The fact that there is an agreement to resell the property to the sellor at a fixed price, or that he has an option to repurchase it, does not, of itself, establish that the transaction is a mortgage. In determining whether a contract is a mortgage or a sale with the right of repurchase, a test generally accepted as decisive is "the mutuality and reciprocity of the remedies of the parties; that is to say, if the grantee enjoys a right, reciprocal to that of the grantor, to demand a reconveyance, to compel the latter to pay the consideration named in the stipulation for reconveyance, the transaction is a mortgage, while if he has no such right to compel payment, the transaction is a conditional sale." Guilford-Chester Water Co. v.
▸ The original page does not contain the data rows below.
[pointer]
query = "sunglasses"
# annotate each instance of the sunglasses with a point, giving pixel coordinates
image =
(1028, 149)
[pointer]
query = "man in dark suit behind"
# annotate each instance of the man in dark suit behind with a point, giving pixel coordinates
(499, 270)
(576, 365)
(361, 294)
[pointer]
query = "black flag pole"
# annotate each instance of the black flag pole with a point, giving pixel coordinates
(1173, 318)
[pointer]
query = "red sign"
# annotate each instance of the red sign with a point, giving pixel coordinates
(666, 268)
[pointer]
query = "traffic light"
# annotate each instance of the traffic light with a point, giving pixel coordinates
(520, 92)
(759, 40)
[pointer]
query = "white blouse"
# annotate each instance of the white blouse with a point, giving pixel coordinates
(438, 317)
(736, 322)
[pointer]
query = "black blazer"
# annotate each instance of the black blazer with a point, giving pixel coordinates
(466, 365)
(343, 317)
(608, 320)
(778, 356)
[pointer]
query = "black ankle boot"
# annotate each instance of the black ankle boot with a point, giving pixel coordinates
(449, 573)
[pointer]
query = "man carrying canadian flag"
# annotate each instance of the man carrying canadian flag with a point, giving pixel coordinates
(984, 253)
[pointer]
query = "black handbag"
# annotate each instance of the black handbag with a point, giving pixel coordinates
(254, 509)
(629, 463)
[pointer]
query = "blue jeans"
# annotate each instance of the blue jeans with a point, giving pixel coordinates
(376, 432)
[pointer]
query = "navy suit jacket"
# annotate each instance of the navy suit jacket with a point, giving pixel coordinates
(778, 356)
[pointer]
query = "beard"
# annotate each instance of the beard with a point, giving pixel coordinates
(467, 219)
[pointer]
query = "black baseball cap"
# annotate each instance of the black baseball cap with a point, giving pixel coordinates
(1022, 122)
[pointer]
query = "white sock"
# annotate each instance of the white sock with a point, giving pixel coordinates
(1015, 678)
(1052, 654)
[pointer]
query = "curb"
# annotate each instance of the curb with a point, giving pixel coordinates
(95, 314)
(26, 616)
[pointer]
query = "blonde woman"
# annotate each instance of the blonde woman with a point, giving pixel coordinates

Guilford, supra. Courts of equity have no power to substitute a different contract in the place of the one actually made, but will presume that the interest of either party to the contract is expressed in the language thereof. Hibernian BankingAssociation v. Davis, supra; 41 C.J. 287. The evidence in the instant case did not overcome the presumption that the transaction was a conditional sale.
Decree affirmed, with costs.
For affirmance — THE CHIEF-JUSTICE, TRENCHARD, PARKER, LLOYD, CASE, BODINE, DONGES, HEHER, VAN BUSKIRK, KAYS, HETFIELD, DEAR, WELLS, DILL, JJ. 14.